Search code examples
ruby-on-railsunicodewebrick

unicode failures in Rails over Webrick


Rails 3.2.2
Ruby 1.9.3
all browsers I have tried (Aurora, IE, Chrome)
Windows 7

I have enjoyed being able to reliably pass unicode back and forth between the database and the client. So far as I have been able to tell it works flawlessly.

However that only makes the problem I am having even more vexing. When working within Rails with string literals that contain various special characters (in a method defined for a model for example) I am causing Webrick to completely fail, and return a 500 "We're sorry, but something has happened" error.
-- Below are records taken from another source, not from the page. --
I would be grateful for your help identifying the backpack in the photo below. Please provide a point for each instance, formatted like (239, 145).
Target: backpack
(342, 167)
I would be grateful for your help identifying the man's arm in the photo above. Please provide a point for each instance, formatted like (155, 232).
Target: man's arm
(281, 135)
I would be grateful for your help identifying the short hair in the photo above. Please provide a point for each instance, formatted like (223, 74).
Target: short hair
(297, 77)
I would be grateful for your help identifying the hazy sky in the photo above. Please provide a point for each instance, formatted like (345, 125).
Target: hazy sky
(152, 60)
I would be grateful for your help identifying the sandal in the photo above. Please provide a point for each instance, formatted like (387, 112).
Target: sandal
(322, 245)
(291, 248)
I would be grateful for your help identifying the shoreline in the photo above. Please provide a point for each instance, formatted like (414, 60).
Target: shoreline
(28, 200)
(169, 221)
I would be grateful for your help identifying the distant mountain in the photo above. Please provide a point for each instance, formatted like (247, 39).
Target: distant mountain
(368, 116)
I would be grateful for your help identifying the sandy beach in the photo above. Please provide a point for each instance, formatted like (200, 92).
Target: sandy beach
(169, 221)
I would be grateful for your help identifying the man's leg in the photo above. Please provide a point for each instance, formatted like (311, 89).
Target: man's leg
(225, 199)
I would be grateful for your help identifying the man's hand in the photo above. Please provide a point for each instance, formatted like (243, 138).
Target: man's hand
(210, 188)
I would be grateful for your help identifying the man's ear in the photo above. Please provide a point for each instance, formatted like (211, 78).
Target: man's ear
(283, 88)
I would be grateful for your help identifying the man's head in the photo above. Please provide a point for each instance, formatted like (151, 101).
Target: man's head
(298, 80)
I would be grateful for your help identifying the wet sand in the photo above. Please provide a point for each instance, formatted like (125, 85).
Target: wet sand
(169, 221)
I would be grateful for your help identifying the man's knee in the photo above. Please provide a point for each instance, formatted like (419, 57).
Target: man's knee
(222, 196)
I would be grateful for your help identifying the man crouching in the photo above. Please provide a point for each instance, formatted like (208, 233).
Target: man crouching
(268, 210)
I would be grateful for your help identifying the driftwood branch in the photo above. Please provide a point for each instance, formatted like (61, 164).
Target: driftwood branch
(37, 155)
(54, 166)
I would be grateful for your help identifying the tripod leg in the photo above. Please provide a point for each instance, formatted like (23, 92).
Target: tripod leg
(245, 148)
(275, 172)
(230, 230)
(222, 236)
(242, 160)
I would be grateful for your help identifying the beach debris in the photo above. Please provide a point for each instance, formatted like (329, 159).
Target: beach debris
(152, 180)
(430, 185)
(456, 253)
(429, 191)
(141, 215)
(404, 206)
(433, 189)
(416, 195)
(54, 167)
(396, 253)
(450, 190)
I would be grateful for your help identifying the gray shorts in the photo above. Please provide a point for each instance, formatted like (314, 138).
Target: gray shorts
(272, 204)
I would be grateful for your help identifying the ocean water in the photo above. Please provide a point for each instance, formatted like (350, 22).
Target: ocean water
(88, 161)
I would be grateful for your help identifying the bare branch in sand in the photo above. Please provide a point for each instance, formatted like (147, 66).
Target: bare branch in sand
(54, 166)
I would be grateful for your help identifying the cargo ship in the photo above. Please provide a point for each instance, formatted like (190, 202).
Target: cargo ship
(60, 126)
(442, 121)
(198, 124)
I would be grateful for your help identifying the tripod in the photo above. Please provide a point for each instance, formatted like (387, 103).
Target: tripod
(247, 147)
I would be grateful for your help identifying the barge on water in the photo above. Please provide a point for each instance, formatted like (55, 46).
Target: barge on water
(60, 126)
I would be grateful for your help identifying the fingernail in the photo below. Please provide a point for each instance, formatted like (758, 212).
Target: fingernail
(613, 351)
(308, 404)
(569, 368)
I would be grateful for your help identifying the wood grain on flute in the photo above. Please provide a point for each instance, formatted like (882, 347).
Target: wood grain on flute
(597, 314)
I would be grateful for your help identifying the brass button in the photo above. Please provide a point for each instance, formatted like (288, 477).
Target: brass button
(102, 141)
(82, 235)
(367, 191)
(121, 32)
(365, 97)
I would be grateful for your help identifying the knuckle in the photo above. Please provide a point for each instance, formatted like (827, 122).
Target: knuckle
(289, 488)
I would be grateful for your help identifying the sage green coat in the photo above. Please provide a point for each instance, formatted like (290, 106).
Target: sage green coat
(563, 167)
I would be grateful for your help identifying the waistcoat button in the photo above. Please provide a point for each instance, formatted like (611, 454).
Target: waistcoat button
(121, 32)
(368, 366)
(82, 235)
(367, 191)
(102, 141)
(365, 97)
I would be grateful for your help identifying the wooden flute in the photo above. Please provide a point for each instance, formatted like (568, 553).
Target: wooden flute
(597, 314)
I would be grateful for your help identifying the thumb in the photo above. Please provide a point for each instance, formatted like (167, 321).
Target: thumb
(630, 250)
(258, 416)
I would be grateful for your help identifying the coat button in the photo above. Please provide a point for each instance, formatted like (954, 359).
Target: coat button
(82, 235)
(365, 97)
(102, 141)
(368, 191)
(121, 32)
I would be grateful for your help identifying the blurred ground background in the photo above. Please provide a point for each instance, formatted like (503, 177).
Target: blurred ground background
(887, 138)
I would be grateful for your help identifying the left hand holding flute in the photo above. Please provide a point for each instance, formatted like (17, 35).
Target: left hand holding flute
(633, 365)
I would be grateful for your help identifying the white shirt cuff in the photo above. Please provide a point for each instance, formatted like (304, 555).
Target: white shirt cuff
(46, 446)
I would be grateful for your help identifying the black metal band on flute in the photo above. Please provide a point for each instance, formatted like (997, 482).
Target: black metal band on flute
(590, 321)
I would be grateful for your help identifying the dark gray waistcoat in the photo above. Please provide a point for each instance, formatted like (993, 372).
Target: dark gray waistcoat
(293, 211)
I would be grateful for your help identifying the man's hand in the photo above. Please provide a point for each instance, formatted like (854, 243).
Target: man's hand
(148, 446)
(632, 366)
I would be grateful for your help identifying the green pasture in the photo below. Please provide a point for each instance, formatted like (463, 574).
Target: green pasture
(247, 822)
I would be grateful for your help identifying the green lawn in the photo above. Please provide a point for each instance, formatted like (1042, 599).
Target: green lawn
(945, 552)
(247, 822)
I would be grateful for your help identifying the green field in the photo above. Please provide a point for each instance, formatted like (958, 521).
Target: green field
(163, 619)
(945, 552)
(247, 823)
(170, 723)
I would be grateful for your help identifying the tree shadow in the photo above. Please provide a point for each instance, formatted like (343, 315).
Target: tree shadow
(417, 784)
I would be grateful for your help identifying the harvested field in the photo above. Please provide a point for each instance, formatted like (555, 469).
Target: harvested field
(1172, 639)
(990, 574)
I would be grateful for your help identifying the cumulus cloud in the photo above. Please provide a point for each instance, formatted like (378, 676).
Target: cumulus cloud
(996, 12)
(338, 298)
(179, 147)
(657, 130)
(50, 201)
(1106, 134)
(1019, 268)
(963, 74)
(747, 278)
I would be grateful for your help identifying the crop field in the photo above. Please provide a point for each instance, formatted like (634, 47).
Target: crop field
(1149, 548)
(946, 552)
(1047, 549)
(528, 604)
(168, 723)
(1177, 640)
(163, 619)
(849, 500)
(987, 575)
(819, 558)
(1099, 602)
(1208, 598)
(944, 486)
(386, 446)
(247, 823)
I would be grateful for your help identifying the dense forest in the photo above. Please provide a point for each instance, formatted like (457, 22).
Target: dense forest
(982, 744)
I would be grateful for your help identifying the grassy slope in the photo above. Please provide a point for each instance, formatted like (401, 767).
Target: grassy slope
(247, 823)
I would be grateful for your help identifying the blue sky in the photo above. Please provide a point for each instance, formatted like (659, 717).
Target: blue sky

For example suppose I have the string "O₂". I can post that value into a form and get it again later on and everything comes out fine. But say I have a method

def fix_name molecule_name 
  fixed_name = molecule_name
  case molecule_name
  when 'O2' then fixed_name = 'O₂'
  end
  return fixed_name
end

Then if I call fix_name, even if the case falls through without matching, the server fails abruptly (right after saying it has successfully rendered the generic new.html page).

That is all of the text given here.